One way the left-leaning media like to downplay the annual March for Life is to play up how both sides of the abortion debate showed up in Washington, DC to mark the anniversary of the Roe v. Wade decision, when the reality of the matter is that hundreds of thousands of pro-lifers outnumber their opponents by a very large margin every year.
On Monday, CBS's local site for the DC area took that form of bias to another level. Their photo essay, titled "Activists Hold Annual March For Life On Roe v. Wade Anniversary," completely left out the March for Life participants. Instead, the outlet put up seven photos of the handful of "pro-choice" demonstrators that showed up in front of the Supreme Court.

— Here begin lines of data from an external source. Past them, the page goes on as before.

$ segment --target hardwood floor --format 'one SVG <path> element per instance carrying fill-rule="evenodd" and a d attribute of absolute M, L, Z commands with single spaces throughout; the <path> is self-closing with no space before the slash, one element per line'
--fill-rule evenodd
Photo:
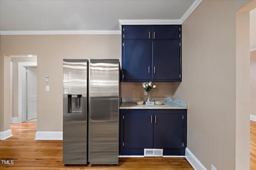
<path fill-rule="evenodd" d="M 256 122 L 250 121 L 250 169 L 256 170 Z"/>
<path fill-rule="evenodd" d="M 64 166 L 62 141 L 34 140 L 36 122 L 11 123 L 11 129 L 13 136 L 0 141 L 0 160 L 5 161 L 1 170 L 194 170 L 185 158 L 119 158 L 117 166 Z"/>

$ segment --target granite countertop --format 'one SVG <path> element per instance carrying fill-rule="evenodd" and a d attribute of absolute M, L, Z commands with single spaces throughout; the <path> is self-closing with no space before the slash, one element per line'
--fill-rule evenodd
<path fill-rule="evenodd" d="M 154 104 L 146 105 L 145 102 L 146 98 L 122 98 L 120 109 L 188 109 L 188 102 L 184 100 L 174 98 L 151 98 L 150 102 L 155 100 L 163 100 L 162 105 Z M 138 100 L 143 100 L 144 104 L 138 105 Z"/>

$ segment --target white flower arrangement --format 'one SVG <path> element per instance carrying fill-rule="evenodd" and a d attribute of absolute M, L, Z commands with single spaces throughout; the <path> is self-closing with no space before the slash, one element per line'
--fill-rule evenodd
<path fill-rule="evenodd" d="M 142 86 L 144 88 L 145 91 L 148 93 L 151 90 L 154 90 L 156 86 L 155 85 L 152 86 L 152 82 L 144 82 L 142 83 Z"/>

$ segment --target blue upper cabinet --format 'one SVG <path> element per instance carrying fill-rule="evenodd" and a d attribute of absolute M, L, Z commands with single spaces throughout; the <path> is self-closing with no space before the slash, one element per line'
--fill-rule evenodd
<path fill-rule="evenodd" d="M 180 25 L 155 25 L 152 27 L 153 39 L 179 39 Z"/>
<path fill-rule="evenodd" d="M 150 39 L 152 36 L 151 27 L 148 25 L 124 25 L 123 31 L 124 39 Z"/>
<path fill-rule="evenodd" d="M 180 40 L 154 41 L 152 81 L 180 81 L 181 76 Z"/>
<path fill-rule="evenodd" d="M 122 25 L 123 82 L 181 81 L 181 25 Z"/>
<path fill-rule="evenodd" d="M 123 74 L 127 81 L 150 80 L 150 41 L 144 40 L 125 41 L 122 63 Z M 123 66 L 124 68 L 124 66 Z"/>

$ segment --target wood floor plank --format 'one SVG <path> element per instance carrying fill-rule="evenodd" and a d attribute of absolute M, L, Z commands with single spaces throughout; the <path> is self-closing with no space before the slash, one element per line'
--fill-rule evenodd
<path fill-rule="evenodd" d="M 0 160 L 13 161 L 2 170 L 190 170 L 185 158 L 119 158 L 119 164 L 65 166 L 62 163 L 62 141 L 35 140 L 36 122 L 11 123 L 13 136 L 0 141 Z"/>
<path fill-rule="evenodd" d="M 256 170 L 256 122 L 250 121 L 250 169 Z"/>

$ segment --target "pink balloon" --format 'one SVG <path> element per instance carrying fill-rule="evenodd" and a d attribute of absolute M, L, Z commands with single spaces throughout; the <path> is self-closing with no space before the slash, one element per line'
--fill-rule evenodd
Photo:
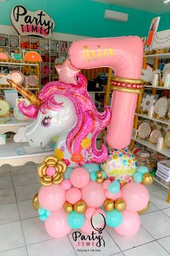
<path fill-rule="evenodd" d="M 68 202 L 74 205 L 81 198 L 81 193 L 80 189 L 76 189 L 76 187 L 71 187 L 66 192 L 66 198 Z"/>
<path fill-rule="evenodd" d="M 63 209 L 52 213 L 45 221 L 45 227 L 48 234 L 55 238 L 63 237 L 71 230 L 67 223 L 67 213 Z"/>
<path fill-rule="evenodd" d="M 130 182 L 121 188 L 122 197 L 125 200 L 126 209 L 138 211 L 149 201 L 149 192 L 142 184 Z"/>
<path fill-rule="evenodd" d="M 61 65 L 56 65 L 55 67 L 58 73 L 59 82 L 77 85 L 76 75 L 80 70 L 71 65 L 68 59 Z"/>
<path fill-rule="evenodd" d="M 110 198 L 112 199 L 113 200 L 115 200 L 117 198 L 121 198 L 122 193 L 120 190 L 117 194 L 112 194 L 109 192 L 109 190 L 106 190 L 105 195 L 107 198 Z"/>
<path fill-rule="evenodd" d="M 116 232 L 122 236 L 134 236 L 138 231 L 140 226 L 138 214 L 128 210 L 124 210 L 122 213 L 122 223 L 115 229 Z"/>
<path fill-rule="evenodd" d="M 90 179 L 89 171 L 82 167 L 77 167 L 71 171 L 70 180 L 75 187 L 82 188 L 87 185 Z"/>
<path fill-rule="evenodd" d="M 38 192 L 38 200 L 43 208 L 54 211 L 63 206 L 66 201 L 65 194 L 65 190 L 60 185 L 41 187 Z"/>
<path fill-rule="evenodd" d="M 82 199 L 89 207 L 99 208 L 106 199 L 102 184 L 90 181 L 81 189 Z"/>

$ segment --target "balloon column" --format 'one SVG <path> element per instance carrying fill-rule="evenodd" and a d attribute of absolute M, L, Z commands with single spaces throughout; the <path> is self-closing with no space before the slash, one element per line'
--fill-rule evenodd
<path fill-rule="evenodd" d="M 138 37 L 74 42 L 69 50 L 71 63 L 66 60 L 56 67 L 59 81 L 48 83 L 38 97 L 8 80 L 31 103 L 18 106 L 22 114 L 35 119 L 25 133 L 30 145 L 43 147 L 58 136 L 55 155 L 45 158 L 37 168 L 42 187 L 32 200 L 53 237 L 76 229 L 91 233 L 91 219 L 99 213 L 122 236 L 133 236 L 140 228 L 139 214 L 149 207 L 145 185 L 153 178 L 123 148 L 130 143 L 138 93 L 142 92 L 142 55 Z M 117 77 L 111 111 L 105 107 L 99 113 L 86 91 L 86 78 L 78 73 L 79 69 L 104 66 L 112 67 Z M 107 143 L 116 148 L 109 153 L 104 145 L 96 148 L 97 137 L 107 126 Z"/>

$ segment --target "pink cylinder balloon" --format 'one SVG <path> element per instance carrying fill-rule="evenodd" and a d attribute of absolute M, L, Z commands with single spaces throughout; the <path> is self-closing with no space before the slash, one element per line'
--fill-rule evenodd
<path fill-rule="evenodd" d="M 66 198 L 68 202 L 74 205 L 81 198 L 81 193 L 80 189 L 76 187 L 71 187 L 66 192 Z"/>
<path fill-rule="evenodd" d="M 71 171 L 70 180 L 75 187 L 82 188 L 90 179 L 89 171 L 83 167 L 77 167 Z"/>
<path fill-rule="evenodd" d="M 132 236 L 138 232 L 140 219 L 136 212 L 128 210 L 122 213 L 122 223 L 115 228 L 115 231 L 122 236 Z"/>
<path fill-rule="evenodd" d="M 109 67 L 117 77 L 139 79 L 143 48 L 141 39 L 136 36 L 88 39 L 73 42 L 69 58 L 79 69 Z M 113 148 L 125 148 L 130 142 L 137 96 L 136 93 L 114 92 L 112 120 L 106 137 Z"/>
<path fill-rule="evenodd" d="M 102 205 L 106 197 L 102 184 L 90 181 L 88 184 L 81 189 L 82 199 L 87 206 L 99 208 Z"/>
<path fill-rule="evenodd" d="M 71 230 L 67 223 L 67 213 L 63 209 L 52 213 L 45 221 L 45 227 L 48 234 L 55 238 L 63 237 Z"/>
<path fill-rule="evenodd" d="M 149 201 L 149 192 L 142 184 L 130 182 L 121 188 L 122 198 L 126 202 L 126 209 L 139 211 L 143 209 Z"/>
<path fill-rule="evenodd" d="M 66 201 L 65 195 L 65 190 L 60 185 L 42 187 L 38 192 L 38 201 L 43 208 L 54 211 L 63 206 Z"/>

The website didn't even show the most extreme message from the pro-abortion activists: a banner which proclaimed, "Good Women Have Abortions" (I Tweeted a picture which I took of that banner here, as I took part in the March for Life on Monday; also, see picture at right). They did, however, show another radical slogan that they put on signs and stickers: "Abortion On Demand Without Apology."
Steven D. Greydanus of the National Catholic Register highlighted this "despicable" photo gallery from CBS, and added that it "actually surpassed that CNN.com from two years ago for the most horrendous misreportage of the March for Life."

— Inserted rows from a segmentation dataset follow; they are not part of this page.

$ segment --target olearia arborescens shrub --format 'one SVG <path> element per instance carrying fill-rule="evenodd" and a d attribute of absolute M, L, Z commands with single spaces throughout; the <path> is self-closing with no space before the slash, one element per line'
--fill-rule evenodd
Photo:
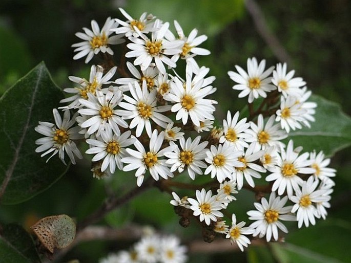
<path fill-rule="evenodd" d="M 264 59 L 248 58 L 246 69 L 228 72 L 247 107 L 233 105 L 217 121 L 222 126 L 214 127 L 215 78 L 196 60 L 210 54 L 199 47 L 207 37 L 196 29 L 185 35 L 176 21 L 175 34 L 169 22 L 146 13 L 134 19 L 120 10 L 126 19 L 109 17 L 101 29 L 93 20 L 91 29 L 76 34 L 82 41 L 72 45 L 73 59 L 88 63 L 96 56 L 101 62 L 91 66 L 89 78 L 69 77 L 74 87 L 64 90 L 70 96 L 53 109 L 55 123 L 35 128 L 45 136 L 36 141 L 36 151 L 50 156 L 48 161 L 58 154 L 64 163 L 68 156 L 75 164 L 82 158 L 78 142 L 84 141 L 94 177 L 132 171 L 139 187 L 146 178 L 154 180 L 172 194 L 181 225 L 197 221 L 205 240 L 222 235 L 242 251 L 255 237 L 278 240 L 288 232 L 284 221 L 301 228 L 325 218 L 336 170 L 322 151 L 304 152 L 303 145 L 288 139 L 291 130 L 315 121 L 317 105 L 308 101 L 303 79 L 285 63 L 267 67 Z M 112 48 L 124 50 L 121 57 Z M 177 67 L 181 60 L 185 68 Z M 173 180 L 187 177 L 209 180 L 203 185 Z M 188 194 L 179 196 L 175 189 Z M 255 210 L 247 211 L 247 218 L 226 218 L 243 189 L 256 194 Z"/>

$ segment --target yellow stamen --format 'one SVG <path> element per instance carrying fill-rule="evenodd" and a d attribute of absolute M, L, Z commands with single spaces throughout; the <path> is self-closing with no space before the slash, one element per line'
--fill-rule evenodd
<path fill-rule="evenodd" d="M 144 155 L 143 161 L 145 165 L 149 168 L 151 168 L 157 162 L 157 156 L 153 152 L 149 151 Z"/>
<path fill-rule="evenodd" d="M 275 222 L 279 218 L 279 214 L 275 210 L 267 210 L 264 212 L 264 219 L 270 224 Z"/>
<path fill-rule="evenodd" d="M 194 107 L 195 105 L 195 101 L 194 98 L 190 95 L 184 95 L 181 99 L 181 105 L 185 108 L 187 111 L 189 111 Z"/>
<path fill-rule="evenodd" d="M 61 145 L 65 144 L 68 140 L 68 134 L 64 129 L 57 129 L 55 132 L 53 139 L 56 143 Z"/>
<path fill-rule="evenodd" d="M 285 163 L 281 168 L 281 173 L 285 177 L 296 176 L 298 171 L 292 163 Z"/>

The CBS local DC website wasn't alone in giving slanted coverage of the March for Life. The Washington Post decided to mark the actual anniversary of the Roe decision on Sunday with a profile of Lawrence Egbert, who is apparently the new "public face of American assisted suicide." The following morning, the liberal newspaper acted like the March for Life didn't exist, completely omitting any mention of the annual pro-life march from their print edition. On Tuesday, the Post gave treated the small band of radical "pro-choice" demonstrators as somehow equally newsworthy as the massive pro-life crowd.